Models

The wrapper currently fronts three base-model checkpoints. Pick llama-8b if you're just trying it out — it has the shortest cold-boot.

Available models

`model`	Checkpoint	Precision
`llama-8b`	`meta-llama/Llama-3.1-8B`	bf16
`llama-405b`	`meta-llama/Llama-3.1-405B`	bf16
`trinity-base`	`arcee-ai/Trinity-Large-TrueBase`	bf16

Availability & cold starts

Models that get steady use are usually kept warm, so requests start immediately. Less-used or larger models sleep when idle to save GPU time and cold-start on the first request after a quiet spell — usually a few minutes, worst case up to ~10 minutes (occasionally longer for the largest models when GPUs are scarce). Once warm, a model answers in seconds and stays warm while you keep using it.

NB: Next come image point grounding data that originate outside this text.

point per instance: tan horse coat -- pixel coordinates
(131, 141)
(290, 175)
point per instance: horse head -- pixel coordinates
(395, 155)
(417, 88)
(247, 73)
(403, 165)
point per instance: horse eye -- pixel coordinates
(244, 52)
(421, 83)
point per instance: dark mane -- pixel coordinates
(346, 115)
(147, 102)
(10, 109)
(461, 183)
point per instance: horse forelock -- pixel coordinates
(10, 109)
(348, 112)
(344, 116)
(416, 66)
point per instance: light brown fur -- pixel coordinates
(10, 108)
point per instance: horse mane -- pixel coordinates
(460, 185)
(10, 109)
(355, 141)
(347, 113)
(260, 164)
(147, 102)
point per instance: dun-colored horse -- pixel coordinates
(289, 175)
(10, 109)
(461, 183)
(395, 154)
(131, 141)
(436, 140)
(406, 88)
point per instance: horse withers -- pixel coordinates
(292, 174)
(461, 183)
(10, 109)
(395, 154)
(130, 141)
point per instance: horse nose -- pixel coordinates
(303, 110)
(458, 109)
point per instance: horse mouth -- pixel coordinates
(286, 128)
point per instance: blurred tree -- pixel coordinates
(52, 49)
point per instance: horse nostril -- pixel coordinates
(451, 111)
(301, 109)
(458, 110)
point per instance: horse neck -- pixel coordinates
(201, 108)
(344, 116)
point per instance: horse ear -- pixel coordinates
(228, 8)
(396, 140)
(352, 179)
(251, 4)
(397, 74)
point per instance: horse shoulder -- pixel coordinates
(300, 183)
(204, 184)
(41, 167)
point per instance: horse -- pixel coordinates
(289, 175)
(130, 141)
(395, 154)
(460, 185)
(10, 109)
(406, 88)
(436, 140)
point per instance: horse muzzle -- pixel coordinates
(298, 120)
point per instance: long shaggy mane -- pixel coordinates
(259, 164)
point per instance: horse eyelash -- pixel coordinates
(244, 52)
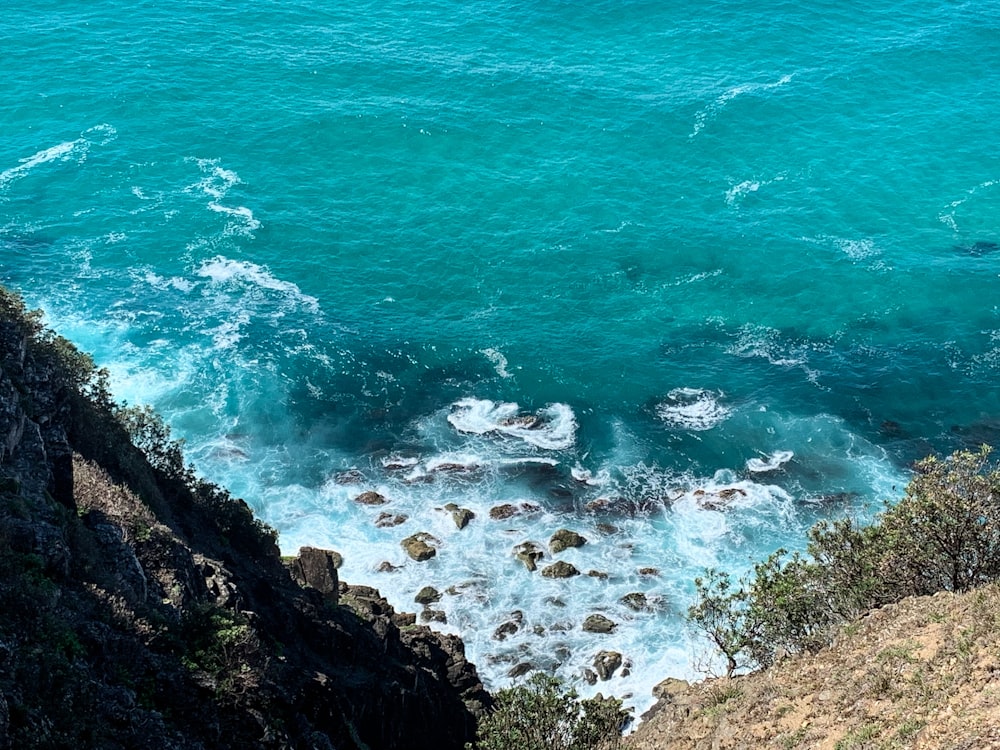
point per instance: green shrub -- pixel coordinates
(944, 534)
(543, 715)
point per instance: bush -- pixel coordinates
(543, 715)
(943, 535)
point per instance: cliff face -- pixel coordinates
(142, 607)
(922, 673)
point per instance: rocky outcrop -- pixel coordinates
(560, 569)
(144, 608)
(418, 546)
(564, 539)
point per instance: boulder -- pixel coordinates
(636, 601)
(599, 624)
(317, 568)
(564, 539)
(351, 476)
(461, 516)
(371, 498)
(509, 510)
(510, 627)
(521, 669)
(529, 553)
(389, 520)
(606, 662)
(427, 595)
(418, 546)
(560, 569)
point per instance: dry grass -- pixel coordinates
(920, 674)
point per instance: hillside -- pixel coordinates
(141, 607)
(923, 673)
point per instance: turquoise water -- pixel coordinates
(707, 246)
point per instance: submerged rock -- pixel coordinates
(529, 553)
(510, 627)
(434, 615)
(371, 498)
(351, 476)
(418, 546)
(599, 624)
(427, 595)
(521, 669)
(564, 539)
(509, 510)
(560, 569)
(389, 520)
(317, 568)
(461, 516)
(635, 601)
(606, 662)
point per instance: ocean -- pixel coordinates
(682, 278)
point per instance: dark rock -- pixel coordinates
(510, 627)
(521, 669)
(371, 498)
(461, 516)
(427, 595)
(564, 539)
(529, 553)
(433, 615)
(389, 520)
(318, 568)
(509, 510)
(606, 662)
(598, 624)
(527, 421)
(560, 569)
(635, 601)
(418, 546)
(351, 476)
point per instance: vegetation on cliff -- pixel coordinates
(943, 535)
(142, 607)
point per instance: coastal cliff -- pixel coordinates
(143, 607)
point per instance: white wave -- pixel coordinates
(858, 249)
(948, 217)
(246, 224)
(738, 192)
(216, 183)
(551, 428)
(692, 409)
(773, 462)
(587, 477)
(221, 271)
(702, 117)
(65, 151)
(498, 360)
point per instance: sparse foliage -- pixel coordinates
(944, 534)
(543, 715)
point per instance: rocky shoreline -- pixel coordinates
(146, 608)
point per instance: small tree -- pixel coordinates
(543, 715)
(721, 613)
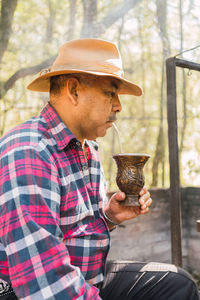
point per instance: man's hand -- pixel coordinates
(119, 213)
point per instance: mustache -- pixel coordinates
(112, 118)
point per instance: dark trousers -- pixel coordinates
(147, 281)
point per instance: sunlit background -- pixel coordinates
(146, 32)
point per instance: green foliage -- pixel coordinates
(39, 27)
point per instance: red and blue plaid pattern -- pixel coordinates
(53, 238)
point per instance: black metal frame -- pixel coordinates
(175, 194)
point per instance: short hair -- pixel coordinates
(58, 82)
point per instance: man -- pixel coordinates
(55, 217)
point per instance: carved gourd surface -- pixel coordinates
(130, 178)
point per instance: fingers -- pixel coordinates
(145, 200)
(119, 196)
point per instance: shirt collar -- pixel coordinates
(58, 129)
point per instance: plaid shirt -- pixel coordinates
(53, 238)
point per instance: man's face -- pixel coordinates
(98, 107)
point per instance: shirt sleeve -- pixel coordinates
(38, 260)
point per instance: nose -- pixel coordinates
(116, 104)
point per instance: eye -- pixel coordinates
(110, 94)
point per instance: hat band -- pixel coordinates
(102, 68)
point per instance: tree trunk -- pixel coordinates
(7, 12)
(159, 158)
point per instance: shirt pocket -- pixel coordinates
(75, 206)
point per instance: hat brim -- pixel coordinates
(42, 83)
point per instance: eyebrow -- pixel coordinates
(115, 85)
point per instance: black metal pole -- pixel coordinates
(175, 195)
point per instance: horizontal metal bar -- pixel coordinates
(187, 64)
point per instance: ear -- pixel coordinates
(72, 90)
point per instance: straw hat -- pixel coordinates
(91, 56)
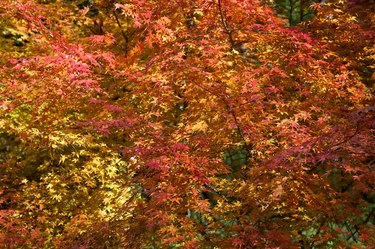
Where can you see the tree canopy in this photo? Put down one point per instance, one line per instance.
(187, 124)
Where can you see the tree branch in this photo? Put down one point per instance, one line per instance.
(226, 26)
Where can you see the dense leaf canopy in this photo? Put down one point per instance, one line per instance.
(187, 124)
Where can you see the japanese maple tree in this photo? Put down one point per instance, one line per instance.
(192, 124)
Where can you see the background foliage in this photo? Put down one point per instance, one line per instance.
(187, 124)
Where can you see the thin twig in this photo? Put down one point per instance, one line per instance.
(226, 26)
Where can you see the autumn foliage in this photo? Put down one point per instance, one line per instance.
(187, 124)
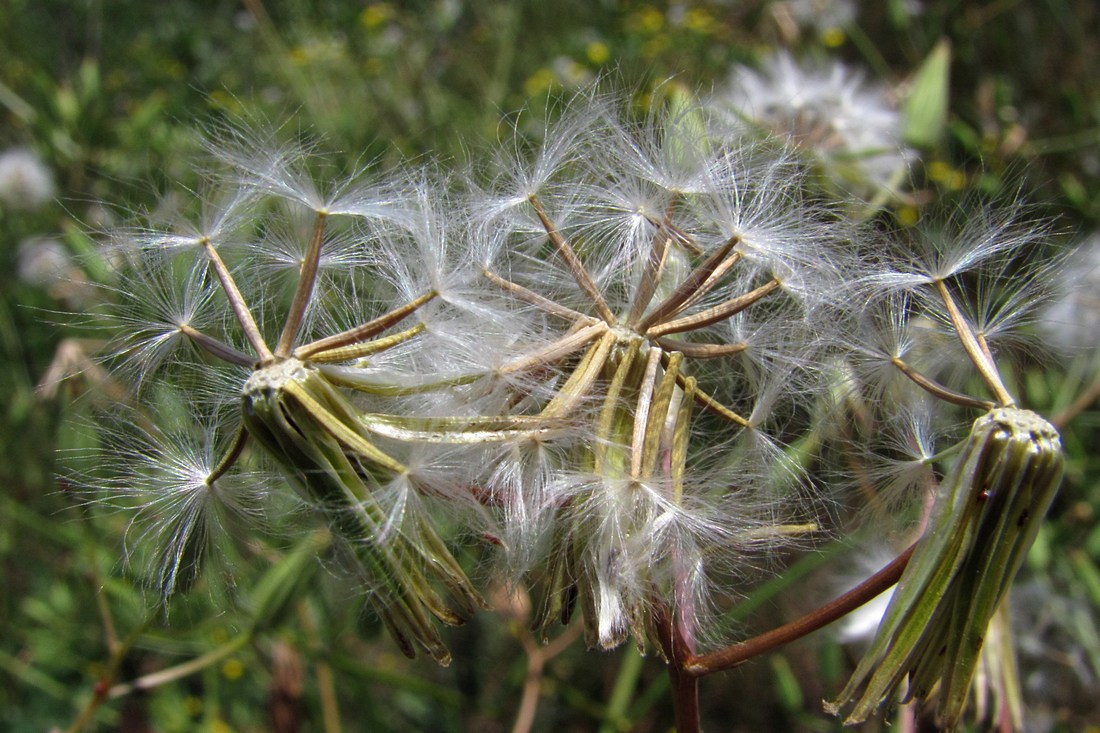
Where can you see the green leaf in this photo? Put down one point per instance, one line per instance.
(924, 115)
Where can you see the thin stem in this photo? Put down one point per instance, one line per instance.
(365, 331)
(702, 350)
(737, 654)
(651, 275)
(657, 422)
(326, 681)
(562, 347)
(227, 461)
(719, 312)
(580, 274)
(537, 658)
(217, 348)
(710, 403)
(360, 350)
(983, 363)
(641, 413)
(684, 684)
(237, 303)
(580, 383)
(307, 279)
(348, 437)
(938, 390)
(536, 299)
(700, 276)
(681, 435)
(612, 406)
(172, 674)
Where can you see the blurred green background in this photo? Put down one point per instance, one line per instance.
(111, 97)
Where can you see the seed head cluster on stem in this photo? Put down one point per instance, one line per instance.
(612, 356)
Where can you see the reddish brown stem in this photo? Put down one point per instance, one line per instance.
(707, 664)
(684, 684)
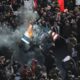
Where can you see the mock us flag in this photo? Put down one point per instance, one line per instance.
(28, 35)
(55, 36)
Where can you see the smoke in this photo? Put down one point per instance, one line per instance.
(11, 39)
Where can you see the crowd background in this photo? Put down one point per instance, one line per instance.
(7, 9)
(66, 24)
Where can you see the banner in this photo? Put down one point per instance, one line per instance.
(35, 3)
(61, 5)
(27, 35)
(77, 2)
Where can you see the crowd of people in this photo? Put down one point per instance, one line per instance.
(7, 16)
(67, 25)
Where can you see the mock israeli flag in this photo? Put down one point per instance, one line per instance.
(26, 39)
(28, 35)
(67, 58)
(55, 36)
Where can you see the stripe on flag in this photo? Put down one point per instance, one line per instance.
(54, 36)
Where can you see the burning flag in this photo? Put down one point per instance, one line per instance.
(28, 35)
(55, 36)
(61, 4)
(35, 3)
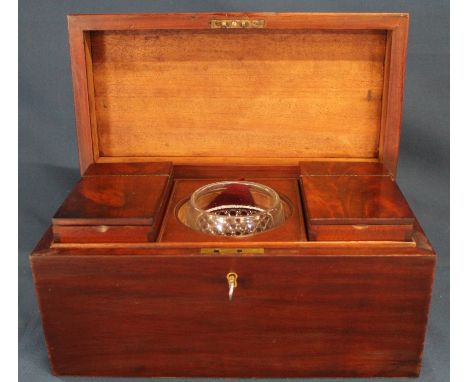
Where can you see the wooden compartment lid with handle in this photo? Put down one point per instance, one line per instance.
(236, 88)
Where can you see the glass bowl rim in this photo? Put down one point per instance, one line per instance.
(259, 186)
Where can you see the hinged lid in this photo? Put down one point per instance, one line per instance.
(238, 88)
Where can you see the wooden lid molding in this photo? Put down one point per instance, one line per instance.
(283, 88)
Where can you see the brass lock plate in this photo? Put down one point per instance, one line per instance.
(237, 24)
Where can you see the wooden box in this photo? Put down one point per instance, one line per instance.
(309, 104)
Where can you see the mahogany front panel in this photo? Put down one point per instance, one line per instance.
(292, 230)
(291, 316)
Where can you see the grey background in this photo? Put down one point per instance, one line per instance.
(48, 161)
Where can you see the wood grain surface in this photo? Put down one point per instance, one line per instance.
(311, 85)
(308, 316)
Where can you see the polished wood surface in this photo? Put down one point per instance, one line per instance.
(355, 207)
(359, 232)
(113, 200)
(276, 81)
(293, 230)
(115, 203)
(342, 168)
(112, 57)
(308, 316)
(310, 98)
(153, 168)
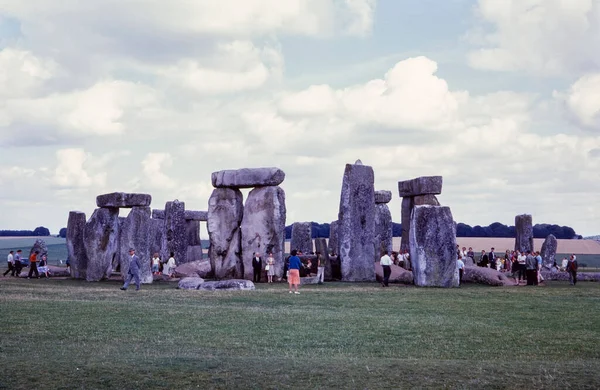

If a first request returns modal_cold_boot, wait for the Retry-After hint and retry — see Cold-boot recovery for a copy-pasteable retry loop. For interactive work, send one short throwaway request to wake the model, then go; for batch jobs, let the first request absorb the wait.

Always-on (warm windows)

If you'd rather have a model kept always-on for a stretch — a work session, a deadline — tell us via the Feedback button or email, and we'll schedule a warm window.